Ora em hebraico Yeshua significa
salvação. Na língua grega original a palavra para salvação é Soteria e o
equivalente para Salvador é Soteros. Isso traz uma dificuldade enorme
para o termo “Iesous”, pois ela simplesmente não significa nada, não existia
na língua grega original esse termo.
Por alguma razão que nos foge à
compreensão e que a meu ver era espiritual, eles adaptaram Avraham para Abraam,
Ytzchak para Isaak, Yakov para Iakob, Yshay para Iessai, e Yeshua para
Iesous. Nenhum nome do Tanach foi tão corrompido de tal forma que os
gentios não o pudessem conhecer como o Nome mais elevado de todos, o nome do Messias.

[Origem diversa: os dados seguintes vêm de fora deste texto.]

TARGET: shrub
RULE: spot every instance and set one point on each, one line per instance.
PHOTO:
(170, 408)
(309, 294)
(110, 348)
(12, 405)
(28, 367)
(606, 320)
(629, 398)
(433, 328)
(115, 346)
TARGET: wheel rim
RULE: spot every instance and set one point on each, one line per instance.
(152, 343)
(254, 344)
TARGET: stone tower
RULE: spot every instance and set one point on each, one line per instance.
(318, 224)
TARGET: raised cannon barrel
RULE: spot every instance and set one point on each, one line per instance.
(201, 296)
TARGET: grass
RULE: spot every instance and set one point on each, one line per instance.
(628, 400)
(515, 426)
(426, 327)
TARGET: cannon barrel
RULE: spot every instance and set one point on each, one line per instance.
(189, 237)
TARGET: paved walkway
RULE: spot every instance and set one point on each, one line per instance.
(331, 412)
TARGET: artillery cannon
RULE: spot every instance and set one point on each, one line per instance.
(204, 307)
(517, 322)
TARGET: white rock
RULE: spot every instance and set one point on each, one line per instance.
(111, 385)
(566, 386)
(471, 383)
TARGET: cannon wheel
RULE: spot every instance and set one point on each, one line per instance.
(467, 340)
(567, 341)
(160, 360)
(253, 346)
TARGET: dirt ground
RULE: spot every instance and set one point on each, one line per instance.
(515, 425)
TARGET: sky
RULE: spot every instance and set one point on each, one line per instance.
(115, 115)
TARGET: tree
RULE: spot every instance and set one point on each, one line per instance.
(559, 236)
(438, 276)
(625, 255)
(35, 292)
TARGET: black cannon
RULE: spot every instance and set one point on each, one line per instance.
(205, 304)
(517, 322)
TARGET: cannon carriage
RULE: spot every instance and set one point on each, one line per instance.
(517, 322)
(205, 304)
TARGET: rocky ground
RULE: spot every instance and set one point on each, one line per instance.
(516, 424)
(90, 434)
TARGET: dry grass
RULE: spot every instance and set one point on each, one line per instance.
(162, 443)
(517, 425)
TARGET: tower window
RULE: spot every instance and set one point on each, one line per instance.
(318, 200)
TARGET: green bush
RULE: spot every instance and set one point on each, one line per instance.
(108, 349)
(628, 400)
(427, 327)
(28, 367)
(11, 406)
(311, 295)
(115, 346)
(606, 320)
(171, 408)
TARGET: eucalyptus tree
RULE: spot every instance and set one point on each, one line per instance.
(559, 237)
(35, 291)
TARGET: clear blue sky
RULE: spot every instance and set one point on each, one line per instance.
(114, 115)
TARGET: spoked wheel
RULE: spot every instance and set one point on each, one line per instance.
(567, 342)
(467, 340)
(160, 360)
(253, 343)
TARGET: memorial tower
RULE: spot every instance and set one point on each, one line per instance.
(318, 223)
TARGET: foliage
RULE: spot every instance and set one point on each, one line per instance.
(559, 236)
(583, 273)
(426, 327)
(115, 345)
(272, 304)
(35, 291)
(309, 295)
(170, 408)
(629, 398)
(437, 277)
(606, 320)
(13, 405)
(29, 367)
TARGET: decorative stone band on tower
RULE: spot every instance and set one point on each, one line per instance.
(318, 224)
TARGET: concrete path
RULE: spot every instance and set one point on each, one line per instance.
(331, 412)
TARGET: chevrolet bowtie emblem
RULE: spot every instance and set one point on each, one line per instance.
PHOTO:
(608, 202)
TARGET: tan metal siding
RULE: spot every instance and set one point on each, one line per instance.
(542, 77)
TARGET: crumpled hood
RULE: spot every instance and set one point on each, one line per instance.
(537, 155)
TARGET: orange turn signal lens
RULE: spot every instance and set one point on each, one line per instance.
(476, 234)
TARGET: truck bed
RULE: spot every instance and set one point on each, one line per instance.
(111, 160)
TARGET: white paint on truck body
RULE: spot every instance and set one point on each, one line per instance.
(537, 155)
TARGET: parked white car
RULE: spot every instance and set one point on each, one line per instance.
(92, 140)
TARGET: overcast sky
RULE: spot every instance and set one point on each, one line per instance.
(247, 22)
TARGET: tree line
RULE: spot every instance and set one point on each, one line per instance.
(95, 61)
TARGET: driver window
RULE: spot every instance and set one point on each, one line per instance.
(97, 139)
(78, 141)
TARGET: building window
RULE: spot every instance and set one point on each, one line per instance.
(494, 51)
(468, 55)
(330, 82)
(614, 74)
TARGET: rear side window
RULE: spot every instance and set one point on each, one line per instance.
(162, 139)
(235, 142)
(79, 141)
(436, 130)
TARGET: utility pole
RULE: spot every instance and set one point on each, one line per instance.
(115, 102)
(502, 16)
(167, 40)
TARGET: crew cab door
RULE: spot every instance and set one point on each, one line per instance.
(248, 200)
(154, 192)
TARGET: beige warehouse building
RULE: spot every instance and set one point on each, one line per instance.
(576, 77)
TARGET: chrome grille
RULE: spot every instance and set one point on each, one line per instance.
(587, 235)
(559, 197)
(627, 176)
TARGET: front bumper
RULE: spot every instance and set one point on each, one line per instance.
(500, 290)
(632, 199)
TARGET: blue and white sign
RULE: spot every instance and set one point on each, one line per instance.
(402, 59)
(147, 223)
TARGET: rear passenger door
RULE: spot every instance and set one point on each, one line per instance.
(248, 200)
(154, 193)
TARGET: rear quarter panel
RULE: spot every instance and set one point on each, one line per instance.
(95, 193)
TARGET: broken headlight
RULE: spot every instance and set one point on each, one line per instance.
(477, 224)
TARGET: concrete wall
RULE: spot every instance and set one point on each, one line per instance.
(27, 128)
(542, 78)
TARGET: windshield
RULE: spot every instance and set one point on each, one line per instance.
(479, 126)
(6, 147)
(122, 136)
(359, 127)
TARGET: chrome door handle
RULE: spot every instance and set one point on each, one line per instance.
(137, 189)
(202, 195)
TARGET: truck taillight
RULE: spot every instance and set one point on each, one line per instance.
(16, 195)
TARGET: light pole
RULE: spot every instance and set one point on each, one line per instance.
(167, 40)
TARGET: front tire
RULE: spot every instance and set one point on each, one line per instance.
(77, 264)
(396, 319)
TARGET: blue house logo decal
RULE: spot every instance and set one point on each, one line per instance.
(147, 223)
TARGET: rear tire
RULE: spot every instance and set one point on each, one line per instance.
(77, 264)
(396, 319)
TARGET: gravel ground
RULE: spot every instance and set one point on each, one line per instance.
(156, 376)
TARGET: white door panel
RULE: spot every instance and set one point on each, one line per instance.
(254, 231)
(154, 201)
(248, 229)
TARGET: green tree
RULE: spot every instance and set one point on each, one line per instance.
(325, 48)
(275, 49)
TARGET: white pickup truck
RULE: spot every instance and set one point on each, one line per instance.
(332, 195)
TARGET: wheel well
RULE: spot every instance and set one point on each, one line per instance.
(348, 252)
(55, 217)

O nome Yeshua que significa
salvação, não foi traduzido pela palavra grega correspondente que é Soteria,
nem pelo seu equivalente masculino Soteros, mas foi simplesmente esquecido,
apagado, e em seu lugar se criou uma palavra nova, adulterando uma língua. Antes
de prosseguir quero recordar uma vez mais o que diz a palavra:
Seja conhecido de
vós todos, e de todo o povo de Israel, que em nome de Yeshua HaMashiach, o
Nazareno, aquele a quem vós crucificastes e a quem Elohim ressuscitou dentre os
mortos, em nome desse é que este está são diante de vós. Ele é a pedra que foi
rejeitada por vós, os edificadores, a qual foi posta por cabeça de esquina. E
em nenhum outro há salvação, porque também debaixo do céu nenhum outro nome há
dado entre os homens, pelo qual devamos ser salvos. (Atos 4:10-12)
Por isso, também Elohim
o exaltou soberanamente, e lhe deu um nome que é sobre todo o nome, para que ao
nome de Yeshua se dobre todo o joelho dos que estão nos céus, e na terra, e
debaixo da terra, E toda a língua confesse que Yeshua HaMashiach é SENHOR, para
glória de Elohim Pai. (Filipenses 2:9-11)

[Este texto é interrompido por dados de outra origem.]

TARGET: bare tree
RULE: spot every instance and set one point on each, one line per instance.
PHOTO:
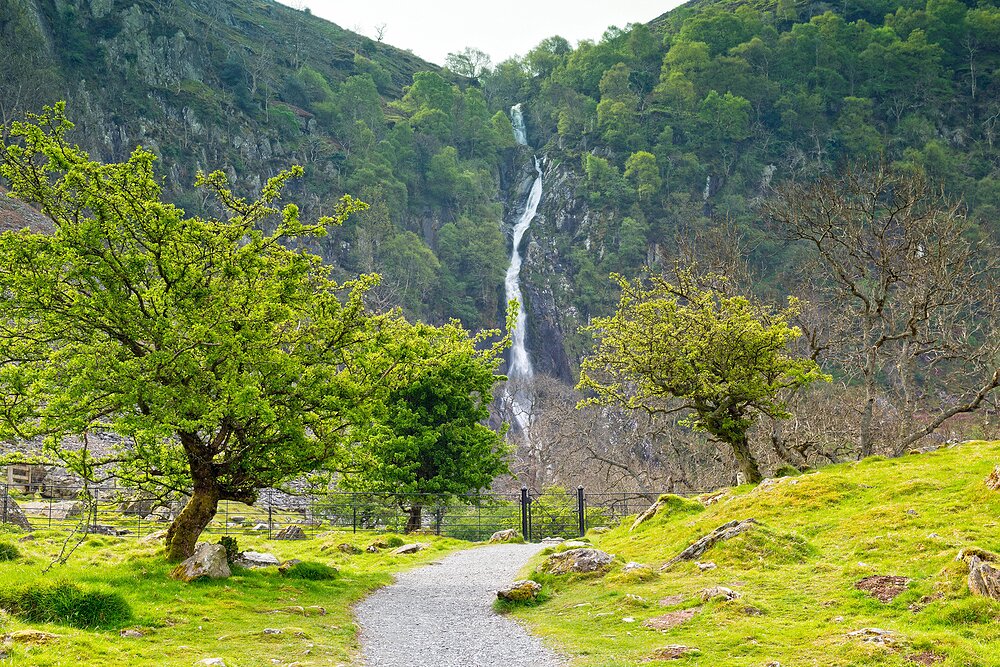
(907, 302)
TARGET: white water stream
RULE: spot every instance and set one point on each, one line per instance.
(520, 370)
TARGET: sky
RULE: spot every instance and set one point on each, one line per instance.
(502, 29)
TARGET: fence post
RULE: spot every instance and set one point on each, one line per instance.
(525, 528)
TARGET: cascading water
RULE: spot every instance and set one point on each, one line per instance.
(520, 371)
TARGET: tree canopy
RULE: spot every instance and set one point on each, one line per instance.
(689, 346)
(227, 361)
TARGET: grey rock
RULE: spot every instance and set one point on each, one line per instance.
(208, 561)
(984, 579)
(719, 593)
(410, 548)
(12, 513)
(293, 532)
(509, 535)
(578, 560)
(520, 591)
(724, 532)
(255, 559)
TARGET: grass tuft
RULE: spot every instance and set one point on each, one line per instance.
(66, 604)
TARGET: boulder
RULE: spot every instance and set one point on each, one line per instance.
(509, 535)
(293, 532)
(12, 513)
(410, 548)
(254, 560)
(672, 652)
(288, 564)
(984, 579)
(719, 593)
(670, 620)
(578, 560)
(209, 560)
(56, 510)
(883, 588)
(520, 591)
(993, 480)
(158, 536)
(724, 532)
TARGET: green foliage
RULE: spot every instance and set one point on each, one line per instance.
(228, 361)
(9, 552)
(66, 604)
(723, 359)
(310, 571)
(429, 435)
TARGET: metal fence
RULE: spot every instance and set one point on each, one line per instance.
(537, 515)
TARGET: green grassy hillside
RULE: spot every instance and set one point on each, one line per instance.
(819, 535)
(233, 619)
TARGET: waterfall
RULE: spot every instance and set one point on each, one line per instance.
(519, 370)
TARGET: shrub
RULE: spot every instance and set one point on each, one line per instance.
(67, 604)
(9, 552)
(310, 571)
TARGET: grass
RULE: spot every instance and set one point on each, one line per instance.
(820, 534)
(184, 623)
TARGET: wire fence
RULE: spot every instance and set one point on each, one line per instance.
(129, 513)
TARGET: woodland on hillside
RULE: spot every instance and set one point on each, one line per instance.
(719, 135)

Ora, o discurso de Kefa (Pedro)
foi feito em Yerushalaim (Jerusalém), para judeus e o texto de Filipenses foi
escrito para gentios. Esse nome que é ÚNICO não pode ter sido mudado de Yeshua
para Iesus, porque os dois nomes não têm quase nada em comum e Jesus ainda menos.
Isso nos leva de volta a questão
da língua original do "Novo Testamento". Para resolver a questão precisamos ter
em conta que os apóstolos, sendo judeus, escreveram em grande parte para
judeus, pelo que não faria sentido algum, por exemplo, que escrevessem uma
epístola aos hebreus na língua grega. Ainda que houvesse judeus helenistas (falantes
de grego), já que eles se espalharam por todo Império Romano, estes sempre
usaram o hebraico nas suas sinagogas como o fazem até hoje. Além disso, havia
uma quantidade enorme de crentes judeus morando em Israel. O uso do grego
nestes casos jamais se justificaria.
Supor que os evangelhos foram
escritos em grego seria equivalente a dizer que a vida de Yeshua não despertou
interesse algum entre os judeus e que sua mensagem não lhes dizia respeito.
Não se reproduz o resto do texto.